00:12:23.000Part of that process was when I got old enough This is before I even became a Christian.
00:12:29.000I got old enough to find a little trouble in Los Angeles and my mother shipped me out and got on a Greyhound bus for three days and went from Los Angeles, California to Beaufort, South Carolina and lived for about a year with her oldest brother.
00:12:45.000Who was a retired drill instructor in the Marine Corps.
00:12:48.000He had done 22 years in the Marines, two tours in Vietnam, his first time having a man in the house, and it was a life-altering experience.
00:13:02.000He was self-reliant, you know, taught me how to hunt and fish and, you know, everything else, and taught me how to train a dog, you know, those sorts of things.
00:13:11.000And that, you know, had a great deal to do with it as well.
00:13:14.000So, let's talk about that for a moment, because, you know, obviously we now live in a society that really disparages the value of fathers.
00:13:21.000I mean, the basic idea is that any family formation unit is totally equivalent, that you don't need a mother, you don't need a father, two fathers might do it, two mothers might do it, seven people might do it, a society might do it.
00:13:32.000But what the studies tend to show is that the best outcome, particularly for young men, is if they have a father in the home, and if they don't have a father in the home, then a surrogate father nearby.
00:13:42.000And why do you think society has moved so far so fast away from this when it's so obvious?
00:13:47.000I mean, it is perfectly obvious that the effect of not having male figures around is devastating for young men.

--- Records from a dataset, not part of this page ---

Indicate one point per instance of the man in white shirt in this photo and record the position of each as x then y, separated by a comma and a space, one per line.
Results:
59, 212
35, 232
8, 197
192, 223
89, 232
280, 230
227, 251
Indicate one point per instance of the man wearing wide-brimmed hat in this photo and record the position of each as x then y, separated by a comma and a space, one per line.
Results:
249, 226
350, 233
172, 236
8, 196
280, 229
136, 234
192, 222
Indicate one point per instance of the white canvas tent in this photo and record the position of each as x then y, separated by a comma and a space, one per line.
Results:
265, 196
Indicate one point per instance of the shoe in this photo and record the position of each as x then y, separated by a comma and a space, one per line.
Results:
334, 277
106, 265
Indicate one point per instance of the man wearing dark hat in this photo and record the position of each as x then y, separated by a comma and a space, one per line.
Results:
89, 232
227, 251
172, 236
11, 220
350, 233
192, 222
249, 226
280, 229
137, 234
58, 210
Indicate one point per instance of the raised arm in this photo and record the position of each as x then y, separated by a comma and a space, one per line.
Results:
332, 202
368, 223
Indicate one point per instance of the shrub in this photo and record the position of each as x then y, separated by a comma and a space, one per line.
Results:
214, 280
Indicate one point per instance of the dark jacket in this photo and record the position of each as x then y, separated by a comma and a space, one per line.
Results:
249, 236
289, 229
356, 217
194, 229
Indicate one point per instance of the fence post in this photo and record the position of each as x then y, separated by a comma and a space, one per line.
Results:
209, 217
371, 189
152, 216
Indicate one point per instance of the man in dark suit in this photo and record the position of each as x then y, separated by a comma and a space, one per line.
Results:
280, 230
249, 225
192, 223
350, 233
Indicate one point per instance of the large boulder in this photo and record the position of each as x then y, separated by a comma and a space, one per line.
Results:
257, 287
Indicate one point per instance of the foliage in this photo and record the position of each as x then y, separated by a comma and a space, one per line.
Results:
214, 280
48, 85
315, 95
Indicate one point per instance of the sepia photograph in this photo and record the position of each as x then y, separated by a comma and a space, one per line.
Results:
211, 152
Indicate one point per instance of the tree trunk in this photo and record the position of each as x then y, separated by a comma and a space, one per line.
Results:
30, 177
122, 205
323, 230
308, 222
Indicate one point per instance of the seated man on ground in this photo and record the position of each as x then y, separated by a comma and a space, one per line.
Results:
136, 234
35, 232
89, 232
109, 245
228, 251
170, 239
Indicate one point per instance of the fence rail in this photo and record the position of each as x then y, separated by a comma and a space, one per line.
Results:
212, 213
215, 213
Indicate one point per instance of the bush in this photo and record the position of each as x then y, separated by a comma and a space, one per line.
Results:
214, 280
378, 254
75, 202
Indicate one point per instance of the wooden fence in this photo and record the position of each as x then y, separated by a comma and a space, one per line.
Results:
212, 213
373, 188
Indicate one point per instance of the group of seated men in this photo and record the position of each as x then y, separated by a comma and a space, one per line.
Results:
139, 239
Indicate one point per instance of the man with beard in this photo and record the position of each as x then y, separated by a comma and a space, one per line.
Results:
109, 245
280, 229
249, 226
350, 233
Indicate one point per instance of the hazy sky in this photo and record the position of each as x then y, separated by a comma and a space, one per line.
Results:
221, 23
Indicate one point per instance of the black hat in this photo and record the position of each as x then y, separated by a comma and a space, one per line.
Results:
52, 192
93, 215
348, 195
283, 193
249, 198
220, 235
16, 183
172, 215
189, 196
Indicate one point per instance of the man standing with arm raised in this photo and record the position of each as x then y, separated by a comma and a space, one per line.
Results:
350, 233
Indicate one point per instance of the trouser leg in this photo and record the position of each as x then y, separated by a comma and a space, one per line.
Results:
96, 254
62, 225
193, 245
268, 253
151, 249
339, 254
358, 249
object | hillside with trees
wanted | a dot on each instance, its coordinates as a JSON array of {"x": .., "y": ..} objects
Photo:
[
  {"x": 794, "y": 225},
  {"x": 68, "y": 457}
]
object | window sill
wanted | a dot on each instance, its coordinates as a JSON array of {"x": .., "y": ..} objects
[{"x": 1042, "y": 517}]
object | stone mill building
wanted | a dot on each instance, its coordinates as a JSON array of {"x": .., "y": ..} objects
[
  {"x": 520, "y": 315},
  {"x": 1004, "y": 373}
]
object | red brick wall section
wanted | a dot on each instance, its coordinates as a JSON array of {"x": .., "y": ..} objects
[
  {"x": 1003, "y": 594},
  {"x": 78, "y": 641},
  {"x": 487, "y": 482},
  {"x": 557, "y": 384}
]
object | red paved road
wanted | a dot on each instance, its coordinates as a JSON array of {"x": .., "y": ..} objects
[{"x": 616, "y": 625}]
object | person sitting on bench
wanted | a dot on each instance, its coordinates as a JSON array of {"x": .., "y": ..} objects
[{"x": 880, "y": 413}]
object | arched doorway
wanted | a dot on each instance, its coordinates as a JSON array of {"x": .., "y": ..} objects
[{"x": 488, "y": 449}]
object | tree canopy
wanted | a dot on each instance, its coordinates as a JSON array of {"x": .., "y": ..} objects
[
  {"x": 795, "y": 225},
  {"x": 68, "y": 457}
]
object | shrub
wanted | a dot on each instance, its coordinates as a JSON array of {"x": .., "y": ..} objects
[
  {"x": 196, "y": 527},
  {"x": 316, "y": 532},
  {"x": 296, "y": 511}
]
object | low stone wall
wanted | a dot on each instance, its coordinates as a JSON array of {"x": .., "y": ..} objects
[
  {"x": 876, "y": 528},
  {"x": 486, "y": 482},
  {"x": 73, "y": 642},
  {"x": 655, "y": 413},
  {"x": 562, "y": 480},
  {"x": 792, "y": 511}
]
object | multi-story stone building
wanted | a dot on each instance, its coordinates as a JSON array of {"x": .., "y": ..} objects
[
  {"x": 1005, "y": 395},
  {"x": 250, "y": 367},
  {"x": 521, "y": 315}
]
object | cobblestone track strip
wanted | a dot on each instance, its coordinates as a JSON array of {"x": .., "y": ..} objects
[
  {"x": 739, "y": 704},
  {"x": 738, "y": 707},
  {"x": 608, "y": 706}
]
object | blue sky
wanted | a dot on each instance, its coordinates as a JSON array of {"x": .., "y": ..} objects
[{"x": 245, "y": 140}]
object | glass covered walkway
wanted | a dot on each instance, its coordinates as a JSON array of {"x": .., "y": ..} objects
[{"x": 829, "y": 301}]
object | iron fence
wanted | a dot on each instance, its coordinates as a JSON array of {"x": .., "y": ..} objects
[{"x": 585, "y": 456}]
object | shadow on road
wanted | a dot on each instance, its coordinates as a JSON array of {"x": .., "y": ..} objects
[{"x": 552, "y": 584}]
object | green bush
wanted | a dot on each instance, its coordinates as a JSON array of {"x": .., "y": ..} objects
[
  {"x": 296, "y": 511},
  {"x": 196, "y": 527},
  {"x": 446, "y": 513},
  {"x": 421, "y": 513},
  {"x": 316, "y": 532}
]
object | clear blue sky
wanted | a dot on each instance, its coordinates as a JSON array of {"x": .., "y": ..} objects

00:13:54.000Because we're more moved by and committed to ideologies and narratives than we are to truth.
00:14:04.000Especially when you start talking about, you know, social justice movement, critical theory.
00:14:09.000You know, when you have as a foundational idea that People who are appealing to absolute truth are part of, you know, this oppressive hegemonic power.
00:14:26.000But then when you also have this powerful narrative that men are unsafe, that the patriarchy is inherently oppressive.
00:14:35.000Then that tends to override any evidence to the contrary.
00:14:39.000So you talk about these studies that point to outcomes for young men, that just doesn't carry as much weight as the passionate feminist who sees the patriarchy as the root of all evils.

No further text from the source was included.